Vous comprenez, il y avait une disproportion démographique. La langue anglaise était parlée par quelques millions de personnes, au XVIIIème siècle. Vous savez par combien de personnes elle est parlée maintenant ? Plus de 400 millions et c'est essentiellement à cause de la différence de fécondité à l'avantage de l'Angleterre qui a duré pendant plus d'un siècle ; les Anglais ont fait deux enfants de plus dans chaque famille que les Français et tout s'est joué là. Ils ont pu exporter leur surplus démographique vers les nouveaux mondes, nous n'avions pas de surplus démographique et on était plutôt en situation de manque. Ils ont exporté une dizaine de millions d'émigrants qui ont implanté leur langue, en Australie, en Nouvelle Zélande, en Afrique du Sud, dans des parties de l'Afrique, en Amérique du Nord. Nous, nous avons exporté 60 000 personnes qui ont fait le Québec. C'est tout. Pour l'Afrique du Nord, nous n'avions pas de surplus humain, il a fallu faire appel à des Maltais, des Juifs, des Italiens, à quelques Alsaciens. La démographie explique bien des choses, finalement.

La langue française était la première, vous savez que maintenant, elle est la sixième langue européenne, à cause, en grande partie de cette évolution de la fécondité sur la très longue durée et c'est la dixième langue mondiale.

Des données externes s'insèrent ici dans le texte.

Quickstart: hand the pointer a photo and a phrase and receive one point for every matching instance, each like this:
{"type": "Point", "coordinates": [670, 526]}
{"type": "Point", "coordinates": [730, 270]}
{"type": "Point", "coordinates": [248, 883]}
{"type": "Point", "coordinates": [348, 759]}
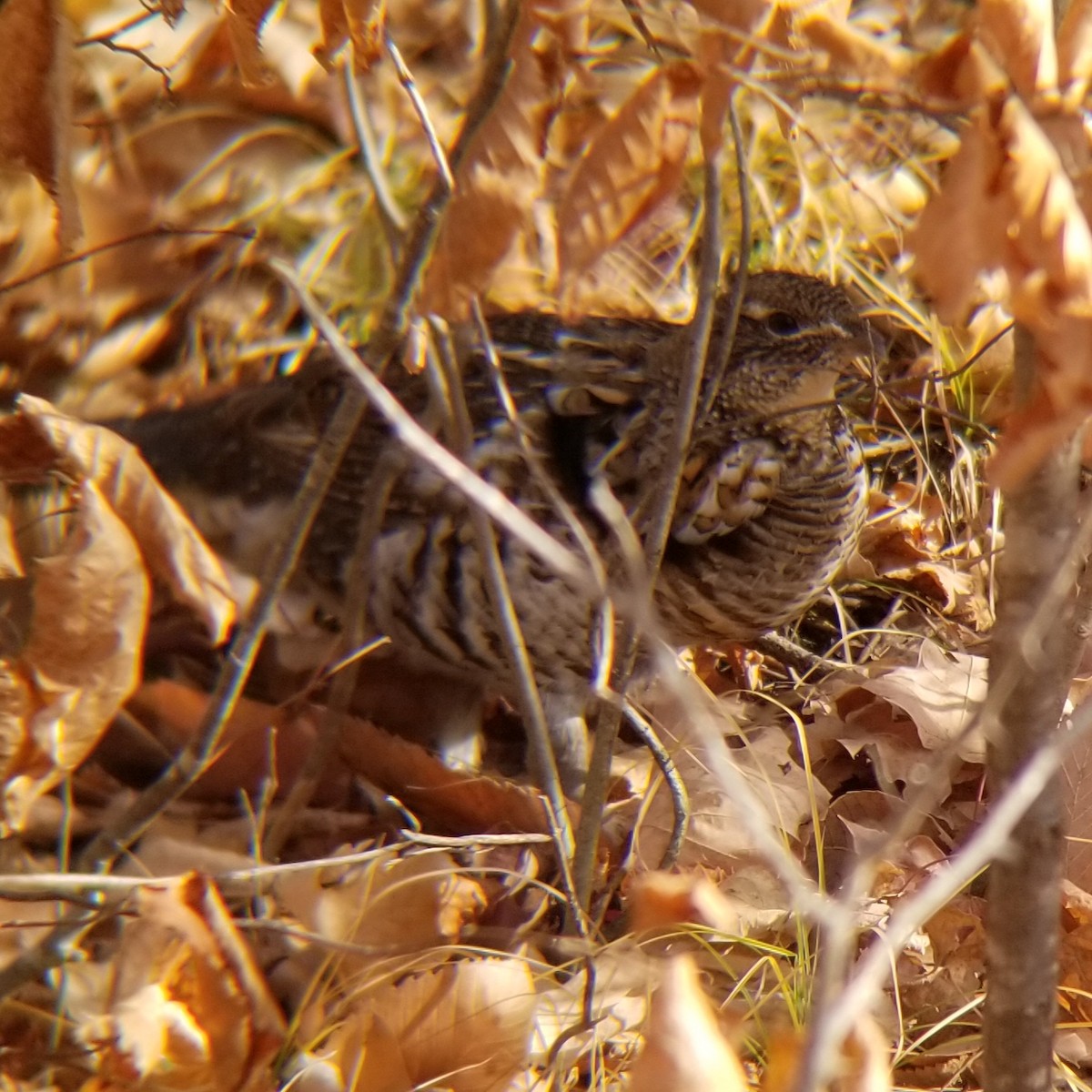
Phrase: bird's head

En Amérique, un chiffre pour vous montrer à quel point les choses ont joué, sur les deux Amériques, le français n'est parlé que par 2% des habitants, l'espagnol par 40%, l'anglais par 40%, le portugais par 18%. Les Portugais avaient des surplus démographiques qu'ils ont exporté et puis comme ils étaient les premiers occupants, ils ont imposé leur langue. Alors, sur le dernier millénaire, je vais vous donner quelques chiffres pour voir à quel point la France est un peu le grand perdant de l'histoire européenne depuis Christophe Colomb. Le nombre de locuteurs de français depuis Christophe Colomb a été multiplié par 7, seulement, sur le demi-millénaire écoulé. Le nombre de locuteurs anglais a été multiplié par 90. C'est lié à la différence de fécondité, avec ses conséquences en matière de migration, les hommes portent avec eux des mœurs, des langues, des traditions, des idées, tout un patrimoine et la langue fait partie de ce patrimoine, l'anglais a vu son nombre de locuteurs multiplié par 90, le portugais par 150, c'est vrai que le Portugal est un pays maritime, il est avantagé, le russe a vu son nombre de locuteurs multiplié par 50, l'espagnol par 40. La France est un pays qui a perdu sur toute la ligne. On est le grand perdant en matière d'évolution linguistique, de tous les grands pays européens.